On December 23, 1852, he married Melissa Clementine Johnston (1831–1908), the eldest daughter of Ebenezer Johnston. Together, they were the parents of five children. Through his wife's connections, she was able to enter and become intimate with "old New York society". Because of their children's advantageous marriages, the Wilsons were known in New York and Newport society as the "marrying Wilsons."

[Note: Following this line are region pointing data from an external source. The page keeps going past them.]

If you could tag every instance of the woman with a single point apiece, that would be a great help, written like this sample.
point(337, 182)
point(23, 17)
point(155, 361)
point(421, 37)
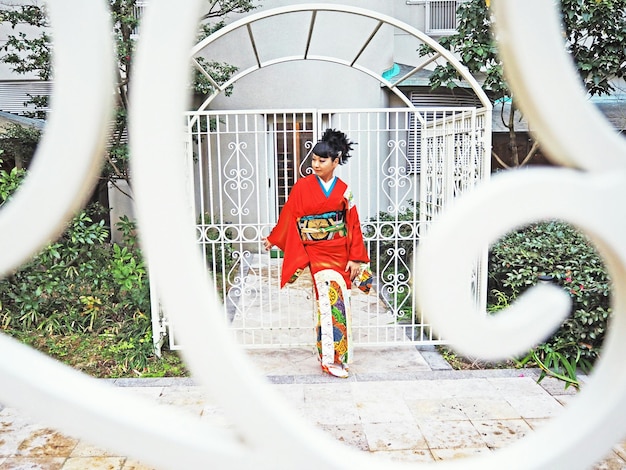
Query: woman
point(319, 227)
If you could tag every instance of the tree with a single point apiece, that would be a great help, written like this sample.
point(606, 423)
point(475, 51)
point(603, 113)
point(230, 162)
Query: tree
point(31, 54)
point(595, 35)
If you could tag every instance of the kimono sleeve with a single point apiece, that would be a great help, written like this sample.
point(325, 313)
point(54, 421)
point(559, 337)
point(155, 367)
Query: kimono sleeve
point(286, 236)
point(356, 245)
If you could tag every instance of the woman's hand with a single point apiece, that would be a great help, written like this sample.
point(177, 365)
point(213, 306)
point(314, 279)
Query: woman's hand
point(266, 244)
point(353, 267)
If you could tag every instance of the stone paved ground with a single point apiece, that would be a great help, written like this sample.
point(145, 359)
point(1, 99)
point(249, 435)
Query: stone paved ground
point(398, 404)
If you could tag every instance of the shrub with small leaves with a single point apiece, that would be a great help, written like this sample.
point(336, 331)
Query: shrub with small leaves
point(566, 256)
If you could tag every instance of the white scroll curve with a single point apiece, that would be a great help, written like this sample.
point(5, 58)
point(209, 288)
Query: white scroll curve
point(167, 234)
point(573, 133)
point(270, 435)
point(69, 156)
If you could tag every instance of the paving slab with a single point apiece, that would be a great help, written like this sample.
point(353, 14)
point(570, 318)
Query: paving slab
point(394, 406)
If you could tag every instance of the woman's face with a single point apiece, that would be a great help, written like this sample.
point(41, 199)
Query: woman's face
point(324, 167)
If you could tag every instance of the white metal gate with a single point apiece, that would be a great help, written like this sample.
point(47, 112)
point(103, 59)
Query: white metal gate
point(407, 165)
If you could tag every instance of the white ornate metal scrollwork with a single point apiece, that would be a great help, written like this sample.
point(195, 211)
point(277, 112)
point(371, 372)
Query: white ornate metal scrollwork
point(578, 137)
point(238, 174)
point(270, 435)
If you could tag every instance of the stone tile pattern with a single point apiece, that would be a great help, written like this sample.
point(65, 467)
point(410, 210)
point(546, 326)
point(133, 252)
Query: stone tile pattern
point(413, 414)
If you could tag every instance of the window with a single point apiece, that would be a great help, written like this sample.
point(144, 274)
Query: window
point(440, 15)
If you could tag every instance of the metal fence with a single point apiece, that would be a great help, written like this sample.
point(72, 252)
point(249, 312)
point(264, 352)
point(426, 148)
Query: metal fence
point(242, 166)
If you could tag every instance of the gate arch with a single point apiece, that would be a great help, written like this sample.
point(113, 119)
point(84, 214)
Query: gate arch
point(305, 54)
point(232, 153)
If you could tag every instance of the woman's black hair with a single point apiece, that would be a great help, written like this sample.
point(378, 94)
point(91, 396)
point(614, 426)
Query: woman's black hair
point(334, 144)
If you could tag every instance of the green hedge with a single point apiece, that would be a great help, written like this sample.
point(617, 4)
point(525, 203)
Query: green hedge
point(563, 254)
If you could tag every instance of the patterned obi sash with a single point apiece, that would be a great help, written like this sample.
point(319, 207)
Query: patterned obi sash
point(325, 226)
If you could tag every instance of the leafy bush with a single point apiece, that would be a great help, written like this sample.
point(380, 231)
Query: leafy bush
point(82, 284)
point(563, 254)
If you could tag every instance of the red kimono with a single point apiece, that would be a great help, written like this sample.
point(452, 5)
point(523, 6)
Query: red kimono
point(308, 198)
point(320, 228)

- Mary Rita "May" Wilson (1855–1929), who married Ogden Goelet (1851–1897) in 1878
- Marshall Orme Wilson (1860–1926), who married Caroline Schermerhorn "Carrie" Astor (1861–1948), daughter of William Backhouse Astor Jr. and Caroline Webster Schermerhorn, and a sister of Colonel John Jacob Astor IV, the richest passenger on the RMS Titanic
- Leila "Belle" Wilson (1864–1923), who married Sir Michael Henry Herbert (1857–1903) in 1888, the British ambassador to the United States during Theodore Roosevelt's administration, and the brother of the 13th and 14th Earls of Pembroke
- Richard Thornton Wilson Jr. (1866–1929), who married Marion Steedman Mason in 1902, granddaughter of Rear Admiral Charles Steedman of Charleston, South Carolina, and great-granddaughter of U.S. Senator of New Hampshire, Jeremiah Mason.
- Grace Graham Wilson (1870–1953), who married Cornelius Vanderbilt III (1873–1942) in 1896, despite his father's wishes. Vanderbilt's sister, Gertrude, was married to Harry Payne Whitney.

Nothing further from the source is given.